The report, entitled “The American Mosque 2011: Basic Characteristics of the American Mosque, Attitudes of Mosque Leaders” is part of the larger U.S. Mosque Survey 2011. The survey was conducted by Dr. Ihsan Bagby, Associate Professor of Islamic Studies at the University of Kentucky, and sponsored by numerous prominent organizations including the Islamic Circle of North America (ICNA).
The report presents the picture of a thriving institution, noting that the majority of mosque growth occurred in the past decade, with a 74% increase from 2000 to 2011. Dr. Zahid Bukhari, President of ICNA and member of the survey’s research committee pointed out that much of the increase in mosque numbers occurred in suburbs and particularly in the western and southern regions of the United States, with a 109% and 128% growth, respectively. New York had the largest number of mosques, followed by California and Texas.
“The number of mosques has increased despite Islamophobia spread by right wing groups and certain religious and political leaders,” says Bukhari. “This growth in spite of bigotry also reveals the persistence of the Muslim community and inherent fairness of the American system.”
Bukhari also points out that the data collected through this study indicates that the total number of American Muslims is much higher than reported by other research institutions, which estimate the total amount to be approximately 2.5 million. Bukhari says, “The U.S. Mosque Survey 2011 finds the total amount of mosque-going American Muslims alone is over 2.6 million. This figure does not account for the millions of Muslim women and children who do not regularly attend a mosque for prayers. There is a clear discrepancy between previously reported figures of the American Muslim population and the actual amount.”
The study also provides crucial insight into the views of mosque leaders. A simple majority of mosque leaders (54%) in 2000 found American society to be hostile towards Islam. Recent findings reveal, however, that an overwhelming majority (75%) now feel that America is more accepting of the Muslim faith. 91% of mosque leaders in 2011 also encourage political participation, and nearly all (98%) encourage involvement in American institutions.

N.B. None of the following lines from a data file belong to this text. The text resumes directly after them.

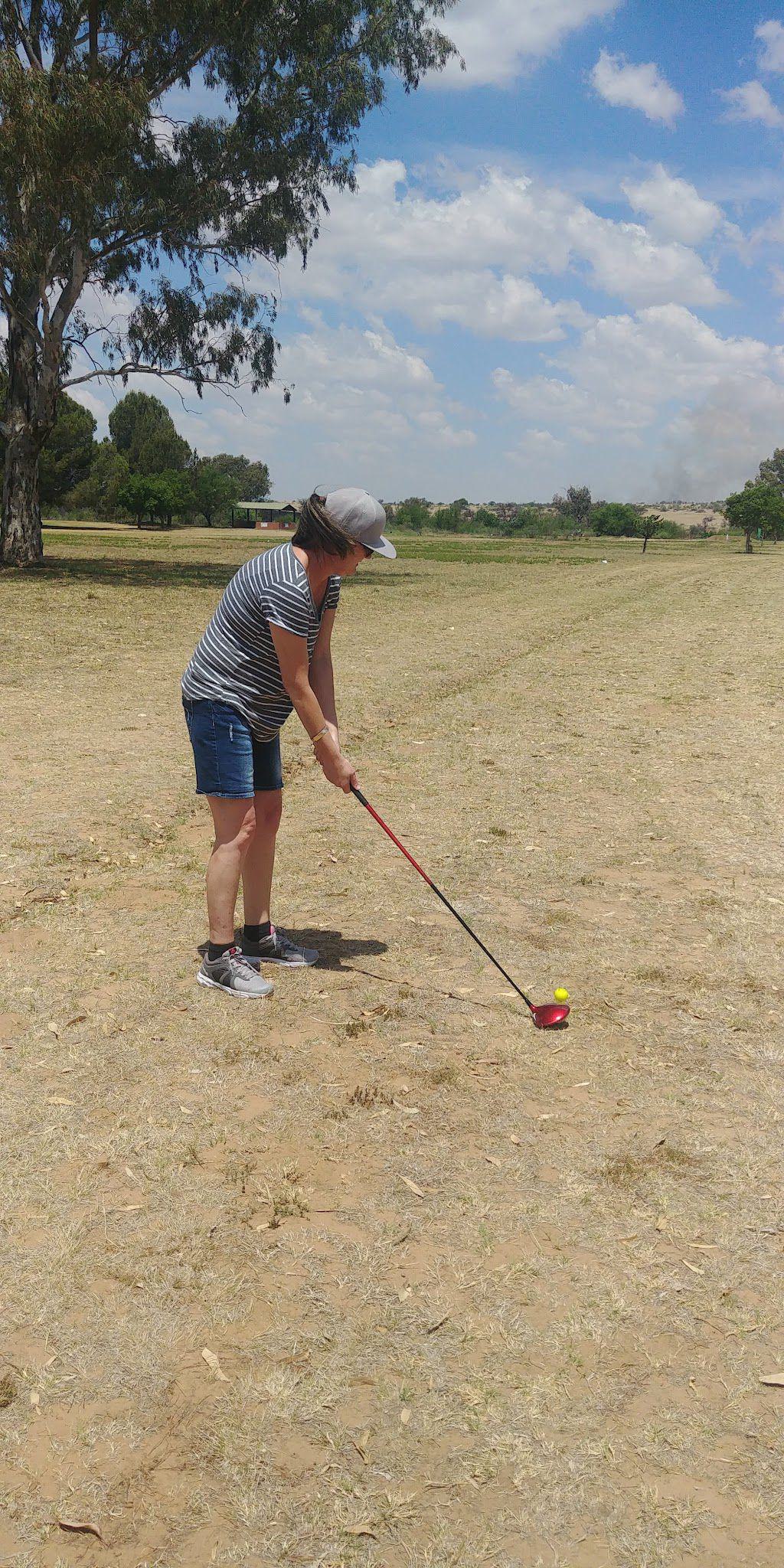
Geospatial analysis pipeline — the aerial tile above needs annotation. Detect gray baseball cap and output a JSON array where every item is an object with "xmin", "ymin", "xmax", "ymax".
[{"xmin": 325, "ymin": 488, "xmax": 397, "ymax": 561}]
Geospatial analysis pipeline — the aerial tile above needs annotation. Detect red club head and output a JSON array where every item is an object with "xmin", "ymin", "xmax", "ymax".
[{"xmin": 531, "ymin": 1002, "xmax": 569, "ymax": 1028}]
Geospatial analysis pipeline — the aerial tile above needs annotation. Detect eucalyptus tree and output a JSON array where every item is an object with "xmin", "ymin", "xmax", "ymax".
[{"xmin": 0, "ymin": 0, "xmax": 453, "ymax": 564}]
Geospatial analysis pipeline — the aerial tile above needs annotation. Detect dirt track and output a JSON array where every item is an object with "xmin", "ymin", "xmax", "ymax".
[{"xmin": 0, "ymin": 537, "xmax": 784, "ymax": 1568}]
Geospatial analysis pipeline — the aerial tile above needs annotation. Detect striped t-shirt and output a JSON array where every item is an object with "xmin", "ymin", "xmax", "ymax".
[{"xmin": 182, "ymin": 544, "xmax": 340, "ymax": 740}]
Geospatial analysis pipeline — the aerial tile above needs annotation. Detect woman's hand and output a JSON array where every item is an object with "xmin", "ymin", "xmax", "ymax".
[{"xmin": 315, "ymin": 736, "xmax": 359, "ymax": 795}]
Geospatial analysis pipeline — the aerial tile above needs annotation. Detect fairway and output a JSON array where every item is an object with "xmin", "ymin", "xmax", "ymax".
[{"xmin": 0, "ymin": 530, "xmax": 784, "ymax": 1568}]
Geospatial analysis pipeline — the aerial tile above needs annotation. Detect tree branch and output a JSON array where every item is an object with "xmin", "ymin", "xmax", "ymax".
[
  {"xmin": 60, "ymin": 358, "xmax": 244, "ymax": 395},
  {"xmin": 0, "ymin": 279, "xmax": 44, "ymax": 347},
  {"xmin": 2, "ymin": 0, "xmax": 44, "ymax": 70}
]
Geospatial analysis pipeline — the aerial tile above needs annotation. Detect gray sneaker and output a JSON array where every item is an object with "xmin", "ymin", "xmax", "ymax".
[
  {"xmin": 243, "ymin": 923, "xmax": 318, "ymax": 969},
  {"xmin": 196, "ymin": 947, "xmax": 274, "ymax": 998}
]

Along with mosque leaders, the Muslim community feels political and social engagement is extremely important. Bukhari says that this should be a key indicator for public officials and local and national political leaders who wish to reach out to the Muslim community. “The overwhelming majority of adult Muslims want to actively participate in society, and the mosque is the best institution for both local and national representatives to connect with them at a more personal level,” he says.
Mosques are also extremely diverse institutions; a slim minority (3%) is attended by only one ethnicity, and the overwhelming majority houses more than one ethnic or racial group. “Mosques are actually accommodating the diversity of the Muslim population,” says Bukhari. “Our mosques absorb the various ethnic and racial groups of Muslims into one place of worship. Such an example of diversity and unity in a religious institution is rare in the United States, and serves as a model for other houses of worship.”
The report reveals more findings on topics including:
• Demographics of mosques and mosque participants
• Rate of conversion to Islam
• Approaches of American mosque leaders to interpretations of the Quran and Sunnah
• American mosque leaders’ views on American society/culture
The U.S. Mosque Survey 2011 is sponsored by the Hartford Institute for Religion Research (Hartford Seminary), the Association of Statisticians of American Religious Bodies (ASARB), the Council on American-Islamic Relations (CAIR), the Islamic Society of North American (ISNA), the Islamic Circle of North America (ICNA) and the International Institute of Islamic Thought (IIIT). The report is a part of a larger study of American congregations called Faith Communities Today (FACT); FACT is a project of Cooperative Congregational Studies Partnership, a multi-faith coalition of denominations and faith groups.